Thursday, September 13, 2007
Een minister die de bijbel van het kwaad van de index wil halen om te voorkomen dat een andere bijbel erop wordt gezet: dat moet wel een man van de verlichting zijn. Ik denk dat hij het liefst die hele index zou afschaffen; niets mag uiteraard de uitstorting van de geest - de verlichting is een soort pinksterfeest - in de weg staan. Maar niet alleen in de politiek, ook op het weblog van de Contrabas is men het er over eens dat indexen uit de tijd zijn en dat geen enkel boek verboden zou moeten worden. Toch zou ik graag eens een doorslaggevend argument voor die stelling horen.
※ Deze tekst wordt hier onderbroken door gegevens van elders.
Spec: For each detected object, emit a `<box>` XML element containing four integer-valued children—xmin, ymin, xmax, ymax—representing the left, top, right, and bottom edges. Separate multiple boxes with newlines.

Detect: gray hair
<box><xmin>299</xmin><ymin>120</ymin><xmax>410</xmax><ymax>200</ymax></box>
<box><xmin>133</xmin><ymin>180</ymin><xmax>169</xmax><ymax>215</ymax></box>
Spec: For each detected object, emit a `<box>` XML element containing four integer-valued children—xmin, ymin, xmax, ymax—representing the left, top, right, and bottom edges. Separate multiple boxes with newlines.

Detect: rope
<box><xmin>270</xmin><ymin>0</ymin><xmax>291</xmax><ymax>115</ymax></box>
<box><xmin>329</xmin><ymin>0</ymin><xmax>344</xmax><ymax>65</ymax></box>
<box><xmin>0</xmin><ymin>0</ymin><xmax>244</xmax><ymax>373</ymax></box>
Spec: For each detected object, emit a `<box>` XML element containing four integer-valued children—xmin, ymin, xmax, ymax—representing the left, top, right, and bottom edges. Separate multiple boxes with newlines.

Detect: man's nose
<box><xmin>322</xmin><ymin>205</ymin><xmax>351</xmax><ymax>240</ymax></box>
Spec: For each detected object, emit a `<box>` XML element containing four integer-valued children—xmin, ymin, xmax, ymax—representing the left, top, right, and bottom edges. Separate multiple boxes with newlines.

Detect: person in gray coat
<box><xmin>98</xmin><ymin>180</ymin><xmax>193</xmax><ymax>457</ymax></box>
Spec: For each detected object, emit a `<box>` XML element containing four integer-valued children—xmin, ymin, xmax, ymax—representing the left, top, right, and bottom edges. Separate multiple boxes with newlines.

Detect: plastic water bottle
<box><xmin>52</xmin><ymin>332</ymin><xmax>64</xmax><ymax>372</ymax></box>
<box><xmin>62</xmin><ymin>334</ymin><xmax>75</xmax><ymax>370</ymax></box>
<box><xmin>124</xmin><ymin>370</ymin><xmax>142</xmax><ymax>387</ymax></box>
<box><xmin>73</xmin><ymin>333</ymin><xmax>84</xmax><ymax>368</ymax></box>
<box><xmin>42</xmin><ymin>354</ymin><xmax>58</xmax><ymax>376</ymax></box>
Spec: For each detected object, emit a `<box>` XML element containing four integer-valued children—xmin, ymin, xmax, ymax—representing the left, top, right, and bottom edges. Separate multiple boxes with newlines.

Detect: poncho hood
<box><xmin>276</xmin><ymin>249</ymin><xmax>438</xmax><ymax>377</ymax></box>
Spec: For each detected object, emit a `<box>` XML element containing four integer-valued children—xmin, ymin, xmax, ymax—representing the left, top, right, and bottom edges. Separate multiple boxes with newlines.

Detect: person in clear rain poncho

Waaraan hebben boeken die schijn van heiligheid eigenlijk te danken? Me dunkt, aan de verlichting zelf - hoe slecht die met het heilige ook overweg kan. Men gaat er kennelijk van uit dat die verlichte stralenbundel wel door de smeerboel van de paranoïde wensfantasieën van het boek in kwestie - NB de agenda van een massaslachting - heen kan breken. Alsof de verlichting de uitvoering van die agenda tegen heeft kunnen houden.
![Pinksteren](../../../../images/blogger_xs4all_nl/cornets5/19722/r_pinksteren.jpg)
Opnieuw mystificaties!
Een politicus die voorgeeft westerse waarden te verdedigen stelt voor de vrijheid van godsdienst en van meningsuiting af te schaffen.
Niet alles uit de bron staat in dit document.